For any purpose of the Companies Act, a Company satisfies the solvency and liquidity test at a particular time if, considering all reasonably foreseeable financial circumstances of the company at that time:
(1) the assets of the company, as fairly valued, equal or exceed the liabilities of the company, as fairly valued; and
(2) it appears that the company will be able to pay its debts as they become due in the ordinary course of business for a period of —
(i) 12 months after the date on which the test is considered; or
(ii) in the case of a distribution contemplated in paragraph (a) of the definition of “distribution” in section 1, 12 months following that distribution.
(3) For the purposes contemplated in subsection (1)—
(a) any financial information to be considered concerning the company must be based on—
(i) accounting records that satisfy the requirements of section 28; and
(ii) financial statements that satisfy the requirements of section 29;
(b) subject to paragraph (c), the board or any other person applying the solvency and liquidity test to a company —
(i) must consider a fair valuation of the company’s assets and liabilities, including any reasonably foreseeable contingent assets and liabilities, irrespective of whether or not arising as a result of the proposed distribution, or otherwise; and
(ii) may consider any other valuation of the company’s assets and liabilities that is reasonable in the circumstances; and
(c) unless the Memorandum of Incorporation of the company provides otherwise, when applying the test in respect of a distribution contemplated in paragraph (a) of the definition of “distribution” in section 1, a person is not to include as a liability any amount that would be required, if the company were to be liquidated at the time of the distribution, to satisfy the preferential rights upon liquidation of shareholders whose preferential rights upon liquidation are superior to the preferential rights upon liquidation of those receiving the distribution.
The solvency and liquidity test is based on the principles that as long as the test is satisfied, creditors will not be prejudiced if the “capital” of the company is used other than for the ordinary business purposes of the company.

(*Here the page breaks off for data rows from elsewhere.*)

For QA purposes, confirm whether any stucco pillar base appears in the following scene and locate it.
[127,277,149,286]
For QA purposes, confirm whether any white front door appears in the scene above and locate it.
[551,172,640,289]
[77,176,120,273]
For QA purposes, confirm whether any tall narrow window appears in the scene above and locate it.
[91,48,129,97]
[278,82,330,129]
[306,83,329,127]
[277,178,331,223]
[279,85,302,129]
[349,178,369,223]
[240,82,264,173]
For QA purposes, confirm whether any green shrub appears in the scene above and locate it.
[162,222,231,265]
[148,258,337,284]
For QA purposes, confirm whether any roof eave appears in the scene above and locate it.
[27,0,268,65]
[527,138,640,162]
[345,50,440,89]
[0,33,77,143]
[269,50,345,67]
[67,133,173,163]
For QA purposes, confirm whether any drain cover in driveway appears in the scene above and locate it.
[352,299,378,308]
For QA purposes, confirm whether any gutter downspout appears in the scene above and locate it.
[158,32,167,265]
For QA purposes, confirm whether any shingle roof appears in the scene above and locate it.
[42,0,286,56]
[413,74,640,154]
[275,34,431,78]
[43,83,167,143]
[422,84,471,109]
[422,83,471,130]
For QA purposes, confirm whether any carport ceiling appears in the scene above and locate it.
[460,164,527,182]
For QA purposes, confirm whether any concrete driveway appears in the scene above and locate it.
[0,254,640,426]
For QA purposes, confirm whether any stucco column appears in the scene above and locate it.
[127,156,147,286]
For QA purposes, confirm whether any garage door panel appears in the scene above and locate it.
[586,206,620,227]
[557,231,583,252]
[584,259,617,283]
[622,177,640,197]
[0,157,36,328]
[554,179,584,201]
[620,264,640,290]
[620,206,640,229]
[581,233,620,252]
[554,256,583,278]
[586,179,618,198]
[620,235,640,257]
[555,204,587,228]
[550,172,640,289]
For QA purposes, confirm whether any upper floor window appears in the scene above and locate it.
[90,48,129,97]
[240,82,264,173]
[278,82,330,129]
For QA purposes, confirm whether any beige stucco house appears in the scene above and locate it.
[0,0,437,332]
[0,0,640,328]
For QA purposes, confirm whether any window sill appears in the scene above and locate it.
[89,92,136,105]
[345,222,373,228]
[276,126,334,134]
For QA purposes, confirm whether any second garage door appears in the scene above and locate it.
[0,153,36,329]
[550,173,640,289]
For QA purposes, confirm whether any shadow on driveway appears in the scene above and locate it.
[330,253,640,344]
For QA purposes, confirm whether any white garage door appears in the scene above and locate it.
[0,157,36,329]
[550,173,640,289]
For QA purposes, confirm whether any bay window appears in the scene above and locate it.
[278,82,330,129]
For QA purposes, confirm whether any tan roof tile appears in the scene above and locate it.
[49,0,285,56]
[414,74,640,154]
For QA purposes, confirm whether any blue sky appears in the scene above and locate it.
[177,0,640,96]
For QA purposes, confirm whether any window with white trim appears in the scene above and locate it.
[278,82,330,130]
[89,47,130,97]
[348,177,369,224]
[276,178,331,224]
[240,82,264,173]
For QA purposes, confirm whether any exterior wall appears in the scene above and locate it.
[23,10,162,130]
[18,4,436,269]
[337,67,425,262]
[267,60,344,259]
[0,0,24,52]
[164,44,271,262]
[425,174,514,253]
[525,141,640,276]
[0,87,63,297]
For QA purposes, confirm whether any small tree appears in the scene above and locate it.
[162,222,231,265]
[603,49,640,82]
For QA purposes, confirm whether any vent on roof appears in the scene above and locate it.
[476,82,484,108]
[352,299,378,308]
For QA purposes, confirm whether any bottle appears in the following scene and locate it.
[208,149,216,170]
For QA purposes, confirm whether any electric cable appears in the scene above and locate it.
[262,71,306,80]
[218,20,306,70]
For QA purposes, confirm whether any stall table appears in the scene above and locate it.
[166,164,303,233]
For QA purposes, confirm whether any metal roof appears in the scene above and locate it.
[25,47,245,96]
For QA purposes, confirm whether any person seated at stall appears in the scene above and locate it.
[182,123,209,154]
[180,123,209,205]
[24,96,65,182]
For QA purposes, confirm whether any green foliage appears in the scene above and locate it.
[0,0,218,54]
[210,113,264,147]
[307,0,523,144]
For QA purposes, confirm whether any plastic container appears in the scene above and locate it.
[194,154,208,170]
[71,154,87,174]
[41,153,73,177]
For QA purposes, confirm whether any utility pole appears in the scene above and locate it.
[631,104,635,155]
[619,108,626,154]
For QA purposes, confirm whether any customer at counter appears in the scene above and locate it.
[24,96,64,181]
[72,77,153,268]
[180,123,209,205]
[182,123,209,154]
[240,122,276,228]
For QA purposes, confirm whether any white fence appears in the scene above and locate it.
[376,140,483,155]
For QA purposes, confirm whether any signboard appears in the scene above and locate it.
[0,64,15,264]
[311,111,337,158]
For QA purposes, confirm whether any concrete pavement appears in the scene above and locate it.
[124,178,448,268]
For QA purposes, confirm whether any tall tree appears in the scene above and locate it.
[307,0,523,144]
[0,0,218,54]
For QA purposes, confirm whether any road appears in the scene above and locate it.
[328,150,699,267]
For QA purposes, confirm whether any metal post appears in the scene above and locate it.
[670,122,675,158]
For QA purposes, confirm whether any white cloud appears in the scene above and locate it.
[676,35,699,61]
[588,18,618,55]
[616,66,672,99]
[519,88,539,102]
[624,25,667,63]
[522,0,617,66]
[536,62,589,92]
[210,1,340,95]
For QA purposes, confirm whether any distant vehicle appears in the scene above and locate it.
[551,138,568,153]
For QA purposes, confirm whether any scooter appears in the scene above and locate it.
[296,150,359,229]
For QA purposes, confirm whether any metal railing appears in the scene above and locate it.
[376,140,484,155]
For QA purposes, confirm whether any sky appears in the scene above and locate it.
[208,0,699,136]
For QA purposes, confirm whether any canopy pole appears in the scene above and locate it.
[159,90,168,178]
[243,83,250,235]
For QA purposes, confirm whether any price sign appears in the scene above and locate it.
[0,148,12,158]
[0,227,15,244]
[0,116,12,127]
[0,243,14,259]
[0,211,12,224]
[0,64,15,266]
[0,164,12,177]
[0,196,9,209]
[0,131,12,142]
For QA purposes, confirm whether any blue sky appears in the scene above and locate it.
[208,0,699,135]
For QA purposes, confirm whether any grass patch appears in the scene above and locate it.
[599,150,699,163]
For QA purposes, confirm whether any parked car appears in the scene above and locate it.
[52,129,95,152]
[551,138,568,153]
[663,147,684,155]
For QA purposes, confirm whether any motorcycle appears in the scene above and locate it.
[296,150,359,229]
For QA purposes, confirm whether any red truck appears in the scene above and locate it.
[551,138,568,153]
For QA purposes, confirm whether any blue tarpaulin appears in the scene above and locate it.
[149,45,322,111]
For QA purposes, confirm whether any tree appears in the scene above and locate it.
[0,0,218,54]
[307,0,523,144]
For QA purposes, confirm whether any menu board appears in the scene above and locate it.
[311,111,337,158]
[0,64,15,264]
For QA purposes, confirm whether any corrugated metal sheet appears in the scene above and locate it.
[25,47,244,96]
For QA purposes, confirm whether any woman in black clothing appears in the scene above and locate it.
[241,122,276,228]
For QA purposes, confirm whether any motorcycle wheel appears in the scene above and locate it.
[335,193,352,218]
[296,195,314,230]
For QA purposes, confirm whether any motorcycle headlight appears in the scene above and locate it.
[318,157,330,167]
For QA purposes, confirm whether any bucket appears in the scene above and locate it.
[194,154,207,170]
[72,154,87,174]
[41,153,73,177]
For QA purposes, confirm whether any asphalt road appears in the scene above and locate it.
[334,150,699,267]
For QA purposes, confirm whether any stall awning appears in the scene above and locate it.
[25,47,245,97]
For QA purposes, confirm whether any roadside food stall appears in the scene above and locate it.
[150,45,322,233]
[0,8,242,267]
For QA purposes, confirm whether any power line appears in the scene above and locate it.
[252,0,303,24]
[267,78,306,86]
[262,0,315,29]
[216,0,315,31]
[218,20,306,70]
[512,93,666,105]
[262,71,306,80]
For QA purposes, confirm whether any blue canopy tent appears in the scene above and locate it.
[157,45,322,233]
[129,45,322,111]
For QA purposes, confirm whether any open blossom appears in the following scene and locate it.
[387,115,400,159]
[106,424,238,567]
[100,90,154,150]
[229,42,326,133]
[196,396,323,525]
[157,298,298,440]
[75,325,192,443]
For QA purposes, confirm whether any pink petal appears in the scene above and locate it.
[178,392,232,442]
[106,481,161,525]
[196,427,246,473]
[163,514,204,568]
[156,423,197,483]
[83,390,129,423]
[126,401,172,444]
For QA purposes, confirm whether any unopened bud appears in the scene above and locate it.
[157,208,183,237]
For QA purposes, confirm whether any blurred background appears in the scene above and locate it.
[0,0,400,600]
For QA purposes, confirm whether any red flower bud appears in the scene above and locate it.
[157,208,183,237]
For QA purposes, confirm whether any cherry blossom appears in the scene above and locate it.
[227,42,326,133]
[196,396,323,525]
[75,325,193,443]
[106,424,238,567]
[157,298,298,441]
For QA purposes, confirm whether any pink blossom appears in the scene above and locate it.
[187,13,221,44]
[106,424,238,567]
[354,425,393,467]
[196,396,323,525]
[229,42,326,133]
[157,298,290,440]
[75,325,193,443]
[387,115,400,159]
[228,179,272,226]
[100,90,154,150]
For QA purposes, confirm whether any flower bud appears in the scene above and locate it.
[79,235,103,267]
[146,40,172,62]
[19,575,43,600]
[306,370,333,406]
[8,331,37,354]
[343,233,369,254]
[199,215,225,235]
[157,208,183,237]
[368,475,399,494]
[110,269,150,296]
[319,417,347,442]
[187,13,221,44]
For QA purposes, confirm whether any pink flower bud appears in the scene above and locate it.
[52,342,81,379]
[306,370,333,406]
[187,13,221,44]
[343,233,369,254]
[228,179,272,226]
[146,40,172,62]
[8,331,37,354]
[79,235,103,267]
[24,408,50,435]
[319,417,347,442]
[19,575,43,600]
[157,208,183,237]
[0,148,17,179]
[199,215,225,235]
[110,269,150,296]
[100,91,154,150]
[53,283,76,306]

The test requires two types of solvency, i.e. factual as well as commercial solvency.
Factual solvency (it must appear, based on all reasonably foreseeable financial circumstances that assets are in excess of liabilities) is purely a balance sheet test, i.e. a particular moment (sub-s (1) (a)), while in respect of liquidity it must appear, based on all reasonably foreseeable financial circumstances, that the company will be able to pay its debts as they fall due in the ordinary course of business for 12 months after the test was applied.
The contents of this article is intended to provide a general overview to the subject matter and is not exhaustive. Specialist advice must be sought about your specific circumstances – 05 March 2019.